Album: The Whys and Hows of Herman Dune and Cerberus Shoal

Label: North East Indie

Review date: Sep. 3, 2003

The Ins and Outs of Whys and Hows

The Whys and Hows… was the first in a series of split CDs by Cerberus Shoal and select contemporary folk artists, a forum for the mysterious avant-folk/jazz/ambient/ethnic-instrumentational group to continue shifting its malleable aesthetic goals into diverse projects. The Herman Düne seem ripe for the picking, considering their own expatriate history – Swiss-born brothers residing in France, released primarily on Southern California lo-fi label Shrimper. Under lovely cover artwork silk-screened by Cerberus Shoal vocalist Colleen Kinsella, words from the two artists spell out the goal of the project (if it can be called that), conceived after meeting twice at music festivals around the world: “to enable the possibility of further meetings, Herman Düne and Cerberus Shoal decided to meet on a compact disc.” We are allowed to eavesdrop on a musical rendezvous.
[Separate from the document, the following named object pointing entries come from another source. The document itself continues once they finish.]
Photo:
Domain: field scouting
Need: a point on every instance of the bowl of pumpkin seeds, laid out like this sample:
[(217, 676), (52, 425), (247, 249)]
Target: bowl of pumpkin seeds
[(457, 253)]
Herman Düne commences their seven tracks with the grotesquely light-hearted “I Want a Woman”, a charming tip-toe guitar gluing together David-Ivar’s variations on the title’s simple wish. The tone soon sinks rapidly into introverted depression, a sentiment the Düne brothers play all too well. With a sense of loneliness chilling every object in the room, we ache over percussionist Néman’s background shakers and clunks of chain, the incessant itch of violins in the background of “That Woman is a Murderess,” and the grossly overused slide guitar in “Sight for Soul Eyes”. The Düne songs land somewhere between the lands of Maquiladora and the Palace Brothers as the type of delicate, fragile folk recordings where it’s easy to isolate the individual instruments and hear the vocals unconsciously match the guitar patterns.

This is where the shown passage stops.